En esas semanas trajeron a nuestra casa la capilla domiciliaria de la Virgen de Torreciudad, la «morenita» le llamábamos. Nos hizo mucha compañía: algunas veces rezábamos el rosario con mis hijos mayores, y varias noches en las que yo no podía dormir, acudía a ella en busca de serenidad. Me enteré de que podía escribirle en la página web del santuario. Eso fue para mí una liberación, porque estaba como bloqueada y sin poder casi rezar, no sabía cómo. Es verdad que me abandoné en los brazos del Señor, pero me parecía que yo no hacía nada. De este modo, todos los domingos durante los meses que duró el tratamiento, estuve escribiendo mensajes dirigidos a Nuestra Señora de Torreciudad. Le pedía insistentemente por la curación de mi marido, de mil maneras, con la tozudez de la niña pequeña que quiere algo con toda su alma y se lo pide constantemente a su madre poniéndose muy pesada. Y así pude dar cauce a mi diálogo con Santa María.

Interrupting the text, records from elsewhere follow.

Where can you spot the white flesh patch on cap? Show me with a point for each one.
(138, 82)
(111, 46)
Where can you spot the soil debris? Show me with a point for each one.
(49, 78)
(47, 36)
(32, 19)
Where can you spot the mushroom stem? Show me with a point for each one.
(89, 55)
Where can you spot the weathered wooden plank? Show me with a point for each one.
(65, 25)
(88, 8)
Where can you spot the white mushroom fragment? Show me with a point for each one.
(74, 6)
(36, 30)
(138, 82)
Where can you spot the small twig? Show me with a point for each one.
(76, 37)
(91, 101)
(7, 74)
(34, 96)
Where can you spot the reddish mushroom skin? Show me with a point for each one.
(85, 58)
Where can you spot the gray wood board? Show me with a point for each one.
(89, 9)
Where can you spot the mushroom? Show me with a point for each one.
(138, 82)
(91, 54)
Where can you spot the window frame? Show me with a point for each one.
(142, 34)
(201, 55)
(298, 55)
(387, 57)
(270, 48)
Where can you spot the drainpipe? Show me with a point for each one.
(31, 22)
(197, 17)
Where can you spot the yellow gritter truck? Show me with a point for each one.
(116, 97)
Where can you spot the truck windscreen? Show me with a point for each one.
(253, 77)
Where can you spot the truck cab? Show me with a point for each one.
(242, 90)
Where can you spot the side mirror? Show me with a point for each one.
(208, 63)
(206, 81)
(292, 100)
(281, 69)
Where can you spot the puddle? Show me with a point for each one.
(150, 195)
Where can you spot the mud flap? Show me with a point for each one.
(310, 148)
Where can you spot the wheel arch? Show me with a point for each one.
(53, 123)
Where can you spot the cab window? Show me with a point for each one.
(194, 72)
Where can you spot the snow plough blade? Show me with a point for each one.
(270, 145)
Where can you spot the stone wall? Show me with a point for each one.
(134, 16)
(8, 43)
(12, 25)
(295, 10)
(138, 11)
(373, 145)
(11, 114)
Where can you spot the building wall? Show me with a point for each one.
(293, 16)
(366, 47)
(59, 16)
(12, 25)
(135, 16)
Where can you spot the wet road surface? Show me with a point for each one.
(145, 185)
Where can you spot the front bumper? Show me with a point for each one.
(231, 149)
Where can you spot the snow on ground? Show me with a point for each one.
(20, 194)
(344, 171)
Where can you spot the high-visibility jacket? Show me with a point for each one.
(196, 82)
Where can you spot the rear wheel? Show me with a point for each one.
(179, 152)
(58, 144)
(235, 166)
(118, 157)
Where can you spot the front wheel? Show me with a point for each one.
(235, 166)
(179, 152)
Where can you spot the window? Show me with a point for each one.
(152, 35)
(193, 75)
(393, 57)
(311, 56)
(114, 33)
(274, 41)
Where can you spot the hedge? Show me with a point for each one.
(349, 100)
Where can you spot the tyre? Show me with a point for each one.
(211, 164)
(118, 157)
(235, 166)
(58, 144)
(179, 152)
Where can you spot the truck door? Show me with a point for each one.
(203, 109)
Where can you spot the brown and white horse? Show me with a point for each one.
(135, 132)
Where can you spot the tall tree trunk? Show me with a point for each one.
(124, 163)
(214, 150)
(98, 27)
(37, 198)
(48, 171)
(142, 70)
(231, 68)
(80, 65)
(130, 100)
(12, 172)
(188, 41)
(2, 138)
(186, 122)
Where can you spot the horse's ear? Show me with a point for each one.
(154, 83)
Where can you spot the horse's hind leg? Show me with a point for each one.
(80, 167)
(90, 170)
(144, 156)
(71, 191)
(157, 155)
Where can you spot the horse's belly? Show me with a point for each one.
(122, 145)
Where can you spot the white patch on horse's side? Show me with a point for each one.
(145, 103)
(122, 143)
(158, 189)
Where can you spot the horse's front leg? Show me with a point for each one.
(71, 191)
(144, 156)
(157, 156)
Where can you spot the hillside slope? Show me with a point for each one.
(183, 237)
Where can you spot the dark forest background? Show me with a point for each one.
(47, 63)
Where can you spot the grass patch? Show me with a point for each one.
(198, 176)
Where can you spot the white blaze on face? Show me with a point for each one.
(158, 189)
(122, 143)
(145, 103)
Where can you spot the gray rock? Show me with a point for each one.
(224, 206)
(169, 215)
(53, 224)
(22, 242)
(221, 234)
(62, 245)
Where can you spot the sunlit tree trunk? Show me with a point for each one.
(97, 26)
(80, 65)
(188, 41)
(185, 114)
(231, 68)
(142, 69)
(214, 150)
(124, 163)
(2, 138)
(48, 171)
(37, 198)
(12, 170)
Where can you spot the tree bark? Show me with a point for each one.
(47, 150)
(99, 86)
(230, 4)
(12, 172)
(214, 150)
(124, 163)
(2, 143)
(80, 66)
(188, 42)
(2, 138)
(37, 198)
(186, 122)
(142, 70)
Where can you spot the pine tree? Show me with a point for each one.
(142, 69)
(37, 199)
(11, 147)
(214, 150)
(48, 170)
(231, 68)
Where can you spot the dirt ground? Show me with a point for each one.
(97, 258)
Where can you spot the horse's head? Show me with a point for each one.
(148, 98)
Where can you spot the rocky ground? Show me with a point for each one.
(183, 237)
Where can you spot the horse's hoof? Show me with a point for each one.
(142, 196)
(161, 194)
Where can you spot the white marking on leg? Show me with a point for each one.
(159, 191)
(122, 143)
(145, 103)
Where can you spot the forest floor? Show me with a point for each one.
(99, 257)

Por otro lado, mi marido le tiene devoción a Isidoro Zorzano, porque los dos son ingenieros. Y yo me puse en el móvil una estampa del Sagrado Corazón de Jesús, del que soy muy devota por influencia de mi abuela. También le rezaba al beato Álvaro del Portillo. Y qué verdad es eso de la comunión de los santos, la importancia de rezar unos por otros: lo he experimentado con una fuerza extraordinaria. Es un sentimiento que compartió conmigo una amiga muy especial a la que llevo siempre de ejemplo.

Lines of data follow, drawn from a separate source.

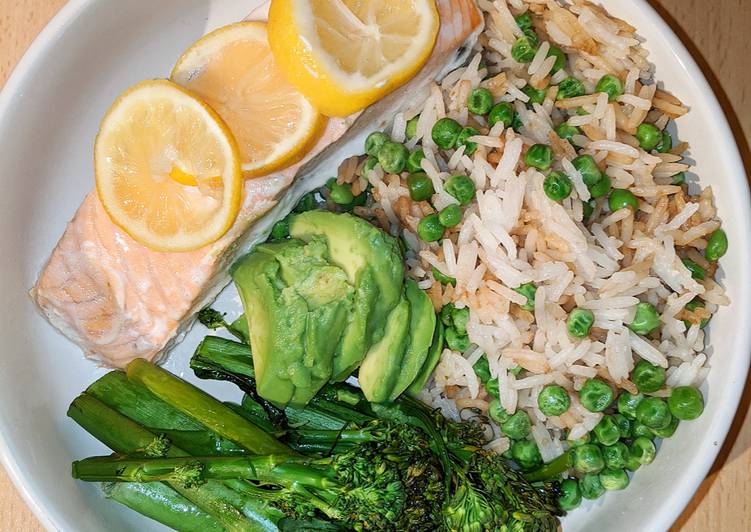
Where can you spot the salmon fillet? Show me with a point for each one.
(119, 300)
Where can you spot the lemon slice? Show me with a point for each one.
(346, 54)
(233, 70)
(167, 168)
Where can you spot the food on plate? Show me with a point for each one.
(119, 300)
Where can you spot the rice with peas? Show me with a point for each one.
(512, 233)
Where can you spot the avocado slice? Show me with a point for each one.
(434, 355)
(373, 263)
(379, 371)
(421, 332)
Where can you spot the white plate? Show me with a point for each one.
(49, 113)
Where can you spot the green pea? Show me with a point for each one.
(697, 272)
(667, 432)
(588, 458)
(570, 88)
(524, 21)
(557, 186)
(482, 369)
(501, 112)
(646, 319)
(526, 454)
(560, 59)
(414, 160)
(647, 377)
(463, 140)
(601, 188)
(528, 290)
(610, 85)
(686, 403)
(567, 131)
(717, 245)
(654, 413)
(341, 194)
(524, 49)
(460, 187)
(607, 431)
(411, 130)
(455, 340)
(595, 395)
(445, 132)
(535, 95)
(450, 216)
(621, 199)
(518, 426)
(480, 101)
(613, 479)
(588, 169)
(539, 156)
(643, 450)
(580, 322)
(591, 487)
(553, 400)
(648, 136)
(375, 142)
(666, 143)
(570, 495)
(615, 455)
(496, 412)
(420, 186)
(443, 279)
(627, 404)
(430, 229)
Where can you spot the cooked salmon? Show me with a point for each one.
(119, 300)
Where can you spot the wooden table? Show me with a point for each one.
(717, 33)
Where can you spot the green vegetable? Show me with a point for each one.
(653, 412)
(553, 400)
(648, 136)
(375, 142)
(595, 395)
(539, 156)
(480, 101)
(610, 85)
(460, 187)
(570, 88)
(717, 245)
(414, 161)
(445, 133)
(420, 186)
(524, 49)
(501, 112)
(528, 290)
(557, 186)
(648, 377)
(622, 199)
(570, 497)
(643, 450)
(646, 319)
(430, 229)
(686, 403)
(580, 322)
(393, 157)
(613, 479)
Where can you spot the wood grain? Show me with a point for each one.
(717, 33)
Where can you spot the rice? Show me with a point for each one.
(512, 233)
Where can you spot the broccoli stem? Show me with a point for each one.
(203, 408)
(163, 504)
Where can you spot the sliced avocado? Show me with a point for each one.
(373, 264)
(421, 332)
(380, 369)
(434, 355)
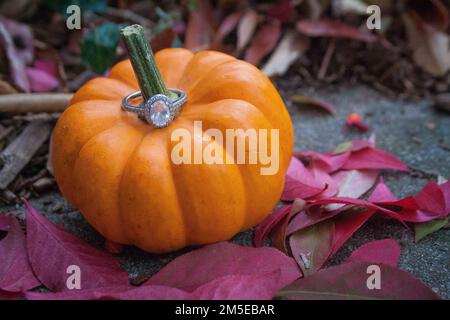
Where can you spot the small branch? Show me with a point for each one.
(34, 102)
(19, 152)
(128, 15)
(327, 59)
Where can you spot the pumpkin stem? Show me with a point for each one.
(143, 62)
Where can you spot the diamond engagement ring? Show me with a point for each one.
(159, 110)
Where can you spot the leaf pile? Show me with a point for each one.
(326, 209)
(327, 206)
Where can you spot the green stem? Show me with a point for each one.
(143, 62)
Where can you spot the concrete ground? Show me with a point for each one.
(415, 132)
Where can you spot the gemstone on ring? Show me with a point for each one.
(158, 111)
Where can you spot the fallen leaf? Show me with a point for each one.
(15, 271)
(299, 99)
(265, 228)
(334, 29)
(278, 234)
(431, 47)
(263, 42)
(421, 230)
(431, 200)
(386, 251)
(345, 225)
(348, 281)
(353, 120)
(300, 183)
(41, 81)
(353, 184)
(193, 269)
(312, 246)
(290, 48)
(52, 250)
(228, 24)
(328, 163)
(201, 26)
(246, 28)
(282, 10)
(230, 287)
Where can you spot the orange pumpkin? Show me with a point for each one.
(117, 169)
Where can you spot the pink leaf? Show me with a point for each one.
(385, 251)
(15, 271)
(346, 225)
(193, 269)
(52, 250)
(312, 246)
(382, 193)
(266, 227)
(41, 81)
(281, 10)
(278, 235)
(320, 174)
(353, 184)
(348, 281)
(445, 188)
(372, 158)
(431, 200)
(230, 287)
(263, 42)
(335, 29)
(329, 163)
(300, 183)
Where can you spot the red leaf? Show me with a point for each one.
(228, 24)
(266, 227)
(349, 281)
(193, 269)
(382, 193)
(15, 271)
(300, 183)
(312, 246)
(200, 28)
(52, 250)
(278, 234)
(347, 224)
(230, 287)
(385, 251)
(41, 81)
(332, 28)
(407, 208)
(372, 158)
(353, 183)
(263, 42)
(281, 10)
(320, 174)
(445, 188)
(431, 200)
(329, 163)
(354, 120)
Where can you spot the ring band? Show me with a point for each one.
(158, 110)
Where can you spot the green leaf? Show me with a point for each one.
(85, 5)
(98, 47)
(426, 228)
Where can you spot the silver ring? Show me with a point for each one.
(159, 110)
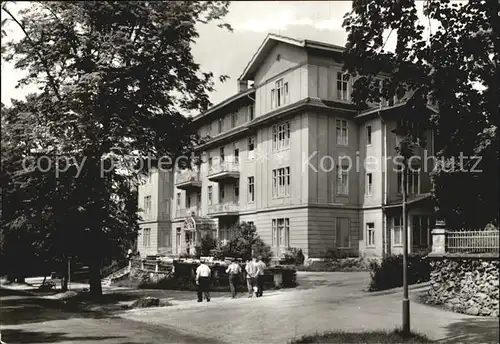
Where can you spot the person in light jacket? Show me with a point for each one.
(260, 277)
(252, 275)
(203, 274)
(234, 271)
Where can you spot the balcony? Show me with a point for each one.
(188, 180)
(224, 209)
(187, 212)
(224, 170)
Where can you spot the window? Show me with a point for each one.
(234, 119)
(210, 193)
(281, 182)
(343, 180)
(220, 124)
(281, 136)
(370, 234)
(376, 86)
(251, 189)
(146, 237)
(281, 233)
(251, 147)
(279, 95)
(251, 143)
(164, 238)
(342, 232)
(421, 231)
(221, 193)
(221, 154)
(236, 156)
(397, 230)
(369, 180)
(147, 204)
(251, 110)
(412, 182)
(343, 88)
(341, 131)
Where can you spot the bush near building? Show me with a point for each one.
(389, 272)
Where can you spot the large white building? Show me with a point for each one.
(273, 159)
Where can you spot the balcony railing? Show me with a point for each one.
(224, 170)
(188, 176)
(224, 167)
(472, 241)
(230, 207)
(187, 212)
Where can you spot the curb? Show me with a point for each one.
(20, 291)
(399, 289)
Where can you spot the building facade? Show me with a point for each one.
(290, 154)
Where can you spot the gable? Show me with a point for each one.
(281, 57)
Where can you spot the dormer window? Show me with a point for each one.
(343, 87)
(220, 123)
(279, 95)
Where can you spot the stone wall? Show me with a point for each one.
(466, 284)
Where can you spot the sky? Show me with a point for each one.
(227, 53)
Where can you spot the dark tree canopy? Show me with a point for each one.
(116, 79)
(454, 62)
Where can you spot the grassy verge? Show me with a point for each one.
(395, 336)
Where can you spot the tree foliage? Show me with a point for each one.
(246, 244)
(452, 60)
(115, 81)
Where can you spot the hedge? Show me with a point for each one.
(183, 278)
(389, 273)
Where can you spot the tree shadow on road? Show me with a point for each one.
(32, 310)
(315, 283)
(27, 337)
(480, 330)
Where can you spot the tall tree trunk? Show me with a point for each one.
(64, 280)
(95, 278)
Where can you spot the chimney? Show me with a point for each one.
(242, 85)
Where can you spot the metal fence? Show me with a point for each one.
(475, 241)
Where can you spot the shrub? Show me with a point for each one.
(389, 273)
(294, 256)
(333, 254)
(246, 242)
(207, 244)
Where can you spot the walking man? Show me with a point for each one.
(260, 277)
(203, 274)
(233, 270)
(252, 273)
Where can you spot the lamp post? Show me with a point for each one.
(406, 301)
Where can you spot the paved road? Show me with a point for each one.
(34, 320)
(324, 301)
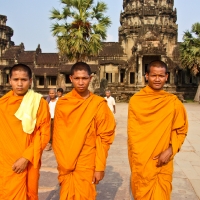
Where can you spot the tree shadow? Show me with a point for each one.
(108, 187)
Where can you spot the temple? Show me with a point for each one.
(148, 31)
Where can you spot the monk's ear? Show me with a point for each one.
(147, 76)
(70, 77)
(31, 81)
(167, 75)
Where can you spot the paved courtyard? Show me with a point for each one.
(115, 186)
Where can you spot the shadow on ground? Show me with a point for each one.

Mis hijos son pequeños, la mayor de 12 años y el pequeño de 2, y tuvimos el esfuerzo añadido de ocultarles la enfermedad de su padre. «¿Otra vez os vais a hacer recados?», preguntaba mi hija la segunda cada vez que salíamos de casa en dirección al hospital. Cogíamos la última hora de la tarde para que no vieran a su padre volver cansado y con mal aspecto. A Sebastián sólo se le cayó el cabello en la parte de atrás de la cabeza, de modo que primero les dije que me había equivocado con la maquinilla al cortarle el pelo, y ellos dijeron que también querían cortárselo como su padre. Después, que había cogido piojos que habían traído ellos del colegio… Y me dio un vuelco el corazón el día que mi padre llegó a casa… con el pelo cortado como lo llevaba Sebastián: «yo también he cogido piojos…». Él tiene 70 años y llevaba melena, y no había manera de que se la cortara. Pues ese día vino sin melena y sin barba. Me harté de llorar en el cuarto de baño conmovida por ese detallazo de cariño con mi marido.
Gracias a Dios, finalmente nos dijeron que había desaparecido cualquier rastro del cáncer. Hace nueve meses que terminó el tratamiento y a Sebastián le quedan algunas secuelas un poco molestas y todavía bastante cansancio, pero lo sobrelleva con buen humor. Sigue recuperándose lentamente y quisimos viajar hasta Torreciudad para agradecerle a la Virgen tantas cosas de estos últimos meses. Porque estamos convencidos de que la curación de Sebastián ha sido un milagro alcanzado por mediación de Nuestra Señora de Torreciudad.
Aprovechamos la Jornada Mariana de la Familia para realizar los 1.100 km. de ida y otros tantos de vuelta de nuestra peregrinación familiar de acción de gracias. Y tuvimos la alegría de ser la familia que llevaba al sacerdote celebrante las ofrendas del pan y del vino en la eucaristía al aire libre ante miles de personas. Fue un momento absolutamente emocionante, no tengo palabras para describir el gozo que nos inundó a todos al acercarnos al altar.
Sé que nos queda mucha lucha por delante, y por eso sigo escribiéndole a Ella cada semana, pero la vivimos día a día tratando de abandonarnos con confianza en las manos de Dios y de su Madre bendita.